Wie gerne hätte Visionella ihrem Ruhlos mit all ihrer Macht geholfen. Jedoch wusste sie, auf seinen Weg muss er alleine finden, er muss sich selbst wieder finden und auch alleine zur seiner Erkenntnis gelangen. Nur dann wird er zu seiner gesunden inneren Freiheit gelangen können. Aber etwas ihrer Medizin zur rechten Zeit, verabreicht aus reinem Herzen - das war ihr möglich.
Als dann erneut das Weihnachtsfest nahte, nutzte die Fee diese heilige Zeit, die Zeit der Rauhnächte, um ihrem Zauberer zu helfen, gesund werden zu können. Sie buk für ihn kleine Küchlein mit ihren heilenden Kräutern. Diese ummantelte sie mit feinem Feenstaub und mit den Strahlen ihrer Liebe, damit der von dem Gift geheilt werde. Ganz langsam schwindet nun der dunkle Einfluss. Somit wird Ruhlos irgendwann erkennen, wo seine Heimat ist und wo er sich geborgen fühlt.
Mögen sich seine Energien wieder zu einer harmonischen Einheit zusammenfinden, wie ein Sternbild, das ihn auf den Weg der Zuversicht und des Vertrauens zurückführen wird.

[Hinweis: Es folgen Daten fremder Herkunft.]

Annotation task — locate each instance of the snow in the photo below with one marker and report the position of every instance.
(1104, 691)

Visionella weiß zu gut, dass oft die schlimmsten Erlebnisse zu strahlenden Juwelen der Erfahrungen werden können. Denn gerade diese prägen sich stark ein und sind gute Lehrmeister. Wie das bei Edelsteinen eben ist, muss man sie ans Licht fördern, sie bearbeiten und sortieren.
Die kleine Fee ist Ruhlos unendlich dankbar für seine Liebe und die wundervolle Zeit mit ihm. Durch ihn, aber auch durch die Läuterung ihres Herzens hat sie ihre besonderen Gaben wieder gefunden. Inzwischen wird sie in ihrem Feenreich als gütige, weise Heilerin geliebt. Sie glättet die Narben geschundener Seelen, sodass auch deren Körper in die Heilung gelangen können.

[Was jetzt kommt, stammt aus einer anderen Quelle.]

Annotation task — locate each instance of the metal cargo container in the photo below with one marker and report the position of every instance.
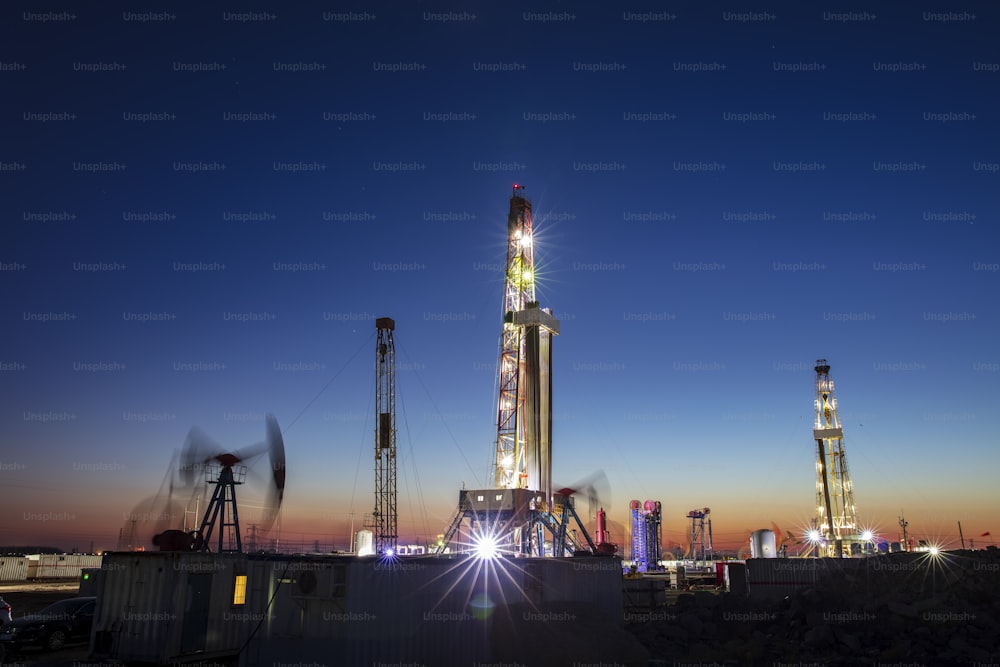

Manches Mal, wenn die in ihrem Rosengarten am Teich Entspannung sucht, hört sie Ruhlos sanfte Stimme, wie er zärtlich ihren Namen ruft und sie hört den Wind seine Liebesworte flüstern. Dann sind die Sonnenstrahlen auf ihrem Gesicht, wie das Streicheln seiner Hände.
Noch immer treffen sich in manchen Nächten ihre Blicke auf Frau Lunas Silberscheibe und sie sehen sich in ihrem geheimnissvollen Licht. Und bei Vollmond schweben die Beiden im Mitternachtstanz.
Ruhlos weiß inzwischen, er muss wieder lernen, in der Stille auf die Wünsche und Sehnsüchte seiner Seele zu lauschen, damit sich diese erfüllen können.
Er weiß auch, dass die Zeit gekommen ist, frühere Schmerzen zu überwinden und alte Fesseln abzulegen.
Und wenn es den guten Geistern gefällt, wird Ruhlos weiter gesunden und der Tag wird kommen, an dem der Zauberer wieder der Sehnsucht seines Herzens folgen wird, wo er dem Schweigen zuhört und die Stille sprechen hört.
Dann wird sich Visionella auf die weite Reise machen in das ferne, aber so vertraute Reich zu ihrem Liebsten weit übers Meer und sie wird den hohen Berg überwinden, hinter dem ihres Zauberers Licht für sie leuchtet.
Und sie werden füreinander sein, was sie seit Anbeginn ihren Zeiten füreinander waren. Und sie werden sich in manch einer Nacht im Rhythmus des Meeres lieben und der Mond schaut ihnen lächelnd zu.
Vielleicht - vielleicht aber haben sich die Beiden bis dahin verloren.
Möge ihnen die kraftspendende Frühlingszeit zuteil werden und ihnen neue Energien schenken. Mögen ihnen das Geschenk ihrer tiefen Liebe nie vergessen sein.
Ich wünsche euch allen eine magische Beltane-Nacht draußen, im Schutze des herrlichen vollen Silberscheines.